Le nouvel impôt sur les revenus du patrimoine : un suicide électoral

Publié le 09/03/2011

Une fois de plus, l’État veut « faire payer les riches » : le 16 novembre dernier, le président de la République a annoncé que, à partir du printemps 2011, l’Impôt de Solidarité sur la fortune (ISF) et le bouclier fiscal seraient supprimés… mais pour être remplacés par un nouvel impôt sur les revenus du patrimoine. En ne desserrant pas l’étau fiscal qui enserre les Français les plus prospères, Nicolas Sarkozy espère, à tort, regagner les faveurs de l’opinion publique en vue de l’élection présidentielle de 2012.

Le chef de l’État a aussi annoncé que la fiscalité française serait « harmonisée » avec celle de l’Allemagne. Or les impôts allemands sur le patrimoine sont très inférieurs aux français : entre la moitié et le tiers, selon les études portant sur ce sujet. L’Allemagne, comme tous les autres pays de l’Union européenne – à l’exception de la France -, a supprimé son impôt sur la fortune. Son impôt, forfaitaire, sur les revenus du patrimoine et sur les plus-values s’élève à seulement 25 %, contre 31,3 % en France.

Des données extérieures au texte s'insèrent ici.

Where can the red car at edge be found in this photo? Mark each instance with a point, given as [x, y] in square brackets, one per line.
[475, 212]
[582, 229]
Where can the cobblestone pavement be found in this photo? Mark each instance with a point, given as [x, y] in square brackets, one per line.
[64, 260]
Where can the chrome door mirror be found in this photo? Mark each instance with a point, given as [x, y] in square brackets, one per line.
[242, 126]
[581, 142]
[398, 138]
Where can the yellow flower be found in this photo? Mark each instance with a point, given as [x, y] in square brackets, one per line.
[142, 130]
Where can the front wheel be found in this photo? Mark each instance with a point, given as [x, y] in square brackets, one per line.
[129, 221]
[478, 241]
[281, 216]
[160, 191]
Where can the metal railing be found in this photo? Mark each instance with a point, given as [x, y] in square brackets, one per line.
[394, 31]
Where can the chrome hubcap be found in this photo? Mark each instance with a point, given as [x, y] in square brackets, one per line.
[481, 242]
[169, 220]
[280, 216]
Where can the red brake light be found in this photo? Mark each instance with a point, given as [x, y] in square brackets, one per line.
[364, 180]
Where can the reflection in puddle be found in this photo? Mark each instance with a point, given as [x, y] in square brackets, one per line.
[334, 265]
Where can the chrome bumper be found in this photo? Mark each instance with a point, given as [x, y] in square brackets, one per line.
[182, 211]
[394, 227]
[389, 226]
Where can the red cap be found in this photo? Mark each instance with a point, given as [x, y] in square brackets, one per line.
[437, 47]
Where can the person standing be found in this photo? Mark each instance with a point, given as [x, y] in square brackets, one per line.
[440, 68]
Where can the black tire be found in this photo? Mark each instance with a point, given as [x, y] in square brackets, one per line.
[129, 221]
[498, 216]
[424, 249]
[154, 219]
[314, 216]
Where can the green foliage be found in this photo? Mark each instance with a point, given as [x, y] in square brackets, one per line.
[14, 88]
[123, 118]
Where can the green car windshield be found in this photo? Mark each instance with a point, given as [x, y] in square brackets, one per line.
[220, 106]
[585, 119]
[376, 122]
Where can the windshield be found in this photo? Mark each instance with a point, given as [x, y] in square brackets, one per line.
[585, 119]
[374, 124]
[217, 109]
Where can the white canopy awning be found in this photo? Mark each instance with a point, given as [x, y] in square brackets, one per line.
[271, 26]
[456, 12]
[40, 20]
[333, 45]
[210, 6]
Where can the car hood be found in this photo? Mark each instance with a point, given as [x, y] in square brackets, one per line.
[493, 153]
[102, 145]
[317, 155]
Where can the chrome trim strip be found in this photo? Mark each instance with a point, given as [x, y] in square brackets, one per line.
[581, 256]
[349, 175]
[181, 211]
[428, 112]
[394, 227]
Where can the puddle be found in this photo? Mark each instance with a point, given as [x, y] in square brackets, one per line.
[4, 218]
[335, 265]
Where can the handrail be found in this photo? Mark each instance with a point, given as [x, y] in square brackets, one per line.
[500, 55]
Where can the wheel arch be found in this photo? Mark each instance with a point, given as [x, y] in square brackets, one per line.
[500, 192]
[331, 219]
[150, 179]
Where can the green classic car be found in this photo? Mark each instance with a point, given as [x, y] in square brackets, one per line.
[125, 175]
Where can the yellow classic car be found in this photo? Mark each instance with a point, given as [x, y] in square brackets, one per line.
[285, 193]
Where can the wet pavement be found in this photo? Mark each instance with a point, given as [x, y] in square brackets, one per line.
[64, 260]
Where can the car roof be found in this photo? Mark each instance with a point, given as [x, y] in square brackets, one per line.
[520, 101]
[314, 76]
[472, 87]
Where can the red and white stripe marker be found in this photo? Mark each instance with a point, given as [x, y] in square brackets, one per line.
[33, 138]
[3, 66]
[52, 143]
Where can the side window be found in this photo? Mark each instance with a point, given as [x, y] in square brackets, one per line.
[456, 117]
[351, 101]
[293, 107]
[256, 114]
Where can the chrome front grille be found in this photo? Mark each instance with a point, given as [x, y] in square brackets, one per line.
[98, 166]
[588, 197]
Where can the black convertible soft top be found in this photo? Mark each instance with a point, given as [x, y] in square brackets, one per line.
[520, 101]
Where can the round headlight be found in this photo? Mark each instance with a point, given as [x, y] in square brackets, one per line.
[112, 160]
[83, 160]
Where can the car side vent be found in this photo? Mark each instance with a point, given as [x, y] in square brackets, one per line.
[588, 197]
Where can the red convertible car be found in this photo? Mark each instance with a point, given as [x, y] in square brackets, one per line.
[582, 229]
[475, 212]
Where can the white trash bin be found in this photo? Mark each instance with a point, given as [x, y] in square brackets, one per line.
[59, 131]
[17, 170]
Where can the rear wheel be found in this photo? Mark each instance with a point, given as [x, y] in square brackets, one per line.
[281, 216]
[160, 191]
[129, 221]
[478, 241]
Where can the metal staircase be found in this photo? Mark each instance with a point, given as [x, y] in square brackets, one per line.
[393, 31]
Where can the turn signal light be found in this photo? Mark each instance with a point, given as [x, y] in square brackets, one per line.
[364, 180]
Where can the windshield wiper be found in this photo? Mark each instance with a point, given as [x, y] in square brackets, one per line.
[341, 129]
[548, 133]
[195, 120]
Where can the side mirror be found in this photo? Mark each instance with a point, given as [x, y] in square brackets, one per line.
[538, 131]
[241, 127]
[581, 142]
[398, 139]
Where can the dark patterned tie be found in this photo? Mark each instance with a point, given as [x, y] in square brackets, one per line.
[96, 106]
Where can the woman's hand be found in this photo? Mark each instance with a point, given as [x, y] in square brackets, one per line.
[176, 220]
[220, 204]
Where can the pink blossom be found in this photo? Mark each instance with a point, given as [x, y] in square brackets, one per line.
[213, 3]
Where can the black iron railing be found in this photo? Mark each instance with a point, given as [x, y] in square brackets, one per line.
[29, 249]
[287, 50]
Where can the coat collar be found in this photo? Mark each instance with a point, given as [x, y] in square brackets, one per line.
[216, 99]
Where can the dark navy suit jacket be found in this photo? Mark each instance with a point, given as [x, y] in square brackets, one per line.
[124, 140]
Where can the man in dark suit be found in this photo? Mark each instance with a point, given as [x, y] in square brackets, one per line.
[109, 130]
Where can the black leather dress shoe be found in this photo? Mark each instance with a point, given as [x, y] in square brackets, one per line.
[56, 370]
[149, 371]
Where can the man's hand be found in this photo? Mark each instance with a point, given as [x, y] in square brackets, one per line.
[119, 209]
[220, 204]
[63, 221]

Pour rapprocher notre fiscalité de celle de l’Allemagne, il faudrait supprimer l’ISF sans le remplacer. Mais hélas, il ne faut pas y compter. François Fillon, dans son discours de politique générale le 24 novembre, a déclaré que  « cette réforme doit se faire à produit constant ». L’ISF a fait fuir de nombreuses fortunes françaises : plus de deux familles par jour depuis sa création. Ces exilés fiscaux  entreprennent, dépensent et paient des impôts à l’étranger, privant ainsi le fisc français de sommes bien supérieures au produit de l’ISF. Sa suppression, freinant cette émigration forcée et incitant les exilés à revenir, ne ferait donc pas baisser les recettes fiscales. Elle les augmenterait. L’administration fiscale et les ministres qui la suivent ne tiennent pas compte de ce raisonnement de bon sens.

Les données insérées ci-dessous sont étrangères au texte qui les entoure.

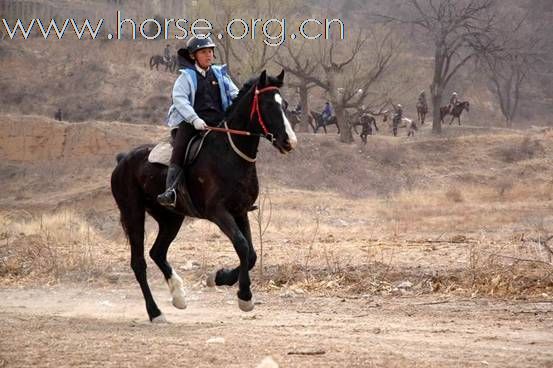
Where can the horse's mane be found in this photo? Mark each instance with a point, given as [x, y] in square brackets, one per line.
[246, 87]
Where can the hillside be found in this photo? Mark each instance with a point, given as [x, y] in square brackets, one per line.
[465, 157]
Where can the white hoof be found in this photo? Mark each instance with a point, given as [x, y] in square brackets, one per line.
[245, 306]
[210, 280]
[160, 319]
[179, 301]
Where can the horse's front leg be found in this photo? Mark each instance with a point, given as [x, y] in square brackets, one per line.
[241, 240]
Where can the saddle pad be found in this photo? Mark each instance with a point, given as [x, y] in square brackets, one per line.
[161, 153]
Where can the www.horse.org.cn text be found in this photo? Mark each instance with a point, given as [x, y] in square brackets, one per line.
[274, 32]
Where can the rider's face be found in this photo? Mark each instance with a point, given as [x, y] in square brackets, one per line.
[204, 57]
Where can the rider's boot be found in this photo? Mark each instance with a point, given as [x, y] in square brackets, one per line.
[169, 197]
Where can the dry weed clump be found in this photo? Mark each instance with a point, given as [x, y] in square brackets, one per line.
[52, 247]
[454, 195]
[525, 149]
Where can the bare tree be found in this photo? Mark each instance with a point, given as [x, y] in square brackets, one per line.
[346, 71]
[296, 63]
[509, 69]
[461, 30]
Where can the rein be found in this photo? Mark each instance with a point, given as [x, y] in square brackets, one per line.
[254, 111]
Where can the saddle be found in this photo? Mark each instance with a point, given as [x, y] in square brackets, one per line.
[161, 153]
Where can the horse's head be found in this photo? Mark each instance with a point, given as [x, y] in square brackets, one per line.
[267, 113]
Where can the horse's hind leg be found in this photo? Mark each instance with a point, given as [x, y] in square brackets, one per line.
[169, 225]
[132, 218]
[227, 276]
[238, 231]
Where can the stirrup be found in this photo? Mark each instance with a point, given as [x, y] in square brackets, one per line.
[164, 195]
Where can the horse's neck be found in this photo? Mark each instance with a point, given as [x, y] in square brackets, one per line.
[246, 144]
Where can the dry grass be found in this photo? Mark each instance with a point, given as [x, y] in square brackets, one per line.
[52, 247]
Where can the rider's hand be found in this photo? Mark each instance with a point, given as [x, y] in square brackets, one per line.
[199, 124]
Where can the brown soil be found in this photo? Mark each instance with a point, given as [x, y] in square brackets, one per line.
[350, 225]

Il est probable que le gouvernement créera un nouvel impôt en remplacement de l’ISF. Au lieu, par exemple, de réduire les avantages fiscaux de l’assurance-vie, beaucoup plus importants en France qu’en Allemagne. L’État français favorise ces placements car les primes versées sur ces contrats sont, pour la plupart, investies en titres d’emprunts du Trésor français. Comme les déficits publics ont encore augmenté, il ne voudra pas scier la branche sur laquelle est assis son financement.

Autre réforme envisageable : la réduction des avantages fiscaux bénéficiant aux livrets A et autres livrets dits d’épargne populaire. Mais comme ces placements sont destinés en principe à des investissements comme les HLM, le gouvernement ne voudra pas y toucher.

Les riches ne sont que quelques milliers dans notre pays. La plupart d’entre eux font fonctionner les entreprises françaises. À vouloir les imposer davantage, on risque de les inciter encore plus à l’exil et de perdre plus de recettes fiscales que d’en gagner. Le gouvernement tourne le dos à la seule politique qui vaille : diminuer les dépenses publiques. Nicolas Sarkozy a chiffré à 150 milliards par an notre excédent de dépenses publiques par rapport à celles de l’Allemagne. Et nous avons 1 500 000 fonctionnaires de plus que l’Allemagne n’en aurait avec la population de la France. Il y a là d’énormes gisements d’économies.

Le président de la République et le gouvernement sont persuadés que les fonctionnaires, et surtout leurs syndicats, n’accepteraient pas des économies supplémentaires et provoqueraient des manifestations massives. Ils ne voient pas que ces économies leur feraient perdre très peu d’électeurs et leur en feraient gagner beaucoup d’autres jusque-là réfugiés dans l’abstention. Au Canada, en Suède, en Australie, en Nouvelle-Zélande, en Irlande, en Belgique, en Finlande, au Danemark, des gouvernements sortants qui avaient choisi de redresser leurs finances publiques par des économies drastiques ont été réélus : les électeurs ont voulu récompenser le courage de leurs dirigeants. À l’inverse, en Grèce et en Italie, des gouvernements qui avaient préféré la hausse des impôts ont été battus.

En matière de dépenses publiques, le courage est politiquement payant : l’électeur ne réagit pas comme le manifestant. Il serait temps que nos dirigeants s’en aperçoivent.